C’est le temps des rustres, leur monde ancien, fantasmé, cette vision d’une France qui n’a jamais existée que dans des souvenirs confus, s’éloigne d’autant plus vite qu’il n’a jamais existé, et je crois qu’ils ont commencé (enfin) à le comprendre, alors ils sont mécontents, ils sont pressés, ils ne prennent plus de précautions, ils se lâchent avant qu’il ne soit trop tard. Ils parlent fort pour faire nombre, pour se rassurer, mélange les roms et les roumains, la GPA et la PMA, les pédés et les pédophiles, l’IVG et le TGV, c’est tellement plus simple de parler sans réfléchir surtout quand on a rien d’intelligent à dire et puis les nuances ca complique tout et ils n’aiment pas ça.

le monde était plus simple parce que l’on refusait de voir ça complexité, ne pas voir, ne pas savoir, les gays se cachaient, les femmes se taisaient, les étrangers s’efforçaient d’être transparents, les enfants recevaient des beignes, les riches se faisaient discrets, les pauvres se résignaient, c’était beaucoup plus simple et tout le monde étaient content, enfin presque à part les femmes, les jeunes, les pauvres, les gays, les vieux et les autres, bon y avait bien l’homme blanc entre trente et soixante ans mais lui s’emmerdait très fort.

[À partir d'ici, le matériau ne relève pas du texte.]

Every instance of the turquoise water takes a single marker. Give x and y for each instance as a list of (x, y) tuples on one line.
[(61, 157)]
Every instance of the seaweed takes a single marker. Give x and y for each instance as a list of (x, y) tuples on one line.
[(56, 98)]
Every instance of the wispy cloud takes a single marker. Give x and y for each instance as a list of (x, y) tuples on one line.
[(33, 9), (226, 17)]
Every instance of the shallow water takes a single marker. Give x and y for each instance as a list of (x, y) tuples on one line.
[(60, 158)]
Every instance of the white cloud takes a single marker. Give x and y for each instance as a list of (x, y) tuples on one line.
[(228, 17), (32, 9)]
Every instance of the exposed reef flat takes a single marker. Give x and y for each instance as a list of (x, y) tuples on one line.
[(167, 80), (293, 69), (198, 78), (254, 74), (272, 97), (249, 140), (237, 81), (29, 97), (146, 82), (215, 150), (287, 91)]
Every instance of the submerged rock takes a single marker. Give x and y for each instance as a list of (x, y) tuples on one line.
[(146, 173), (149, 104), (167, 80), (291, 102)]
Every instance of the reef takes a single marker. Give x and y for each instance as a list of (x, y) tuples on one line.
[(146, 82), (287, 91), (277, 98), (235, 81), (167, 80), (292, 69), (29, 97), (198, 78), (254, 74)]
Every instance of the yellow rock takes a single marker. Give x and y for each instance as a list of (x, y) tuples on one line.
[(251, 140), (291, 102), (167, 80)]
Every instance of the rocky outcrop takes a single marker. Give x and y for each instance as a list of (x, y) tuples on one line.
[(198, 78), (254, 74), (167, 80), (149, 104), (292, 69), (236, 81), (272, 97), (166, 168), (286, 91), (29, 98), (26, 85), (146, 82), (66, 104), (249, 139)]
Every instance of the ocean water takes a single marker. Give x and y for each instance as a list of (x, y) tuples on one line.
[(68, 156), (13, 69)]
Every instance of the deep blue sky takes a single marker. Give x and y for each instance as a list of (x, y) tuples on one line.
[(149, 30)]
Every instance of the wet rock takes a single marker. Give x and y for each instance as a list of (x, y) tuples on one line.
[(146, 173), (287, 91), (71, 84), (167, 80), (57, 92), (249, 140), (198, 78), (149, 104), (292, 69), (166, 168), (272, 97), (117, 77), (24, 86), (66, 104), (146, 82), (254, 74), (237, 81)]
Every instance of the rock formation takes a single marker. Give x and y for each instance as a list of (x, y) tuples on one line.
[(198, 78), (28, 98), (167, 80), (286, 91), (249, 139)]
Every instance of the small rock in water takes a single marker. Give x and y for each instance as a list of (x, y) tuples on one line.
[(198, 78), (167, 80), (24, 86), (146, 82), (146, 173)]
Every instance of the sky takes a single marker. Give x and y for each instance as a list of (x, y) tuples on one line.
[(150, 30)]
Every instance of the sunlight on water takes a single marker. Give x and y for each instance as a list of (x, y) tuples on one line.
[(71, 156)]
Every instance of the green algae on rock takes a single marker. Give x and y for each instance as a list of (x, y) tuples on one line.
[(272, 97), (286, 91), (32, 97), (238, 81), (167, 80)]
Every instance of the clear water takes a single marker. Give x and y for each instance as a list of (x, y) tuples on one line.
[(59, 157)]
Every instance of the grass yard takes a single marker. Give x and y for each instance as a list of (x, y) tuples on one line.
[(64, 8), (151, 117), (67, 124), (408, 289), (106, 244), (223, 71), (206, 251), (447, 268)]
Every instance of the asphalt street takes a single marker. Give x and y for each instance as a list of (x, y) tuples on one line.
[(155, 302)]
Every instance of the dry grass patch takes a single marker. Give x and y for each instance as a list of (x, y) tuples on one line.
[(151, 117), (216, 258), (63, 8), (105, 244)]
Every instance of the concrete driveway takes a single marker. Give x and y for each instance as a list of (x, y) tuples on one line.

Mais lentement, surement, inexorablement le rideau c’est déchiré, et tous ceux qui se taisaient ont commencé à parler : les femmes, les jeunes, les handicapés, les homos… et ils en ont des choses à dire depuis le temps qu’ils se retiennent, alors ça fait du bruit et ça complique tout, le réel c’est vraiment trop chiant, rendons leurs la France des « saintes cheries » et du « commissaire Maigret »

Et puis, il faut les comprendre, une femme ministre, d’accord mais dans un ministère adaptée, la condition féminine, c’est bien ça pour une femme, c’est ton sur ton, élégant, discret, parfait sur la photo parce que la : Taubira, une femme, progressiste, combative, avec du répondant ( elle a même répondu à Christian Estrosi donc elle a dû l’écouter, la volonté et la patience !!) et quand même très foncée dans le fauteuil jadis occupé par Alain Peyrefitte, bon il semblerait qu’elle ne soit pas lesbienne, je sais ça ne me regarde pas, ça n’a pas d’intérêt, mais le combo m’aurait fait rire, juste l’idée.

Tu as mal à ta France, j’en suis désolé, pense juste à ce qu’ils lui feront, si tu leurs laisse, la solution est peut-être dans ton exemple des mignons, personne ne se moquait pour de nombreuses raisons et je ne crois pas trop à l’ouverture d’esprit et à la tolérance pour l’homosexualité en France au XVI siecle pendant la contre reforme. Le fils de catherine de Médecis, était prince du sang et futur roi de France, ca calme et les mignons, pour sophistiqués et efféminés qu’ils fussent étaient ses gardes du corps, sa garde rapprochée, et comptaient parmi les meilleures épées du royaume, l’idee de se faire embrocher devait également ralentir les taquineries.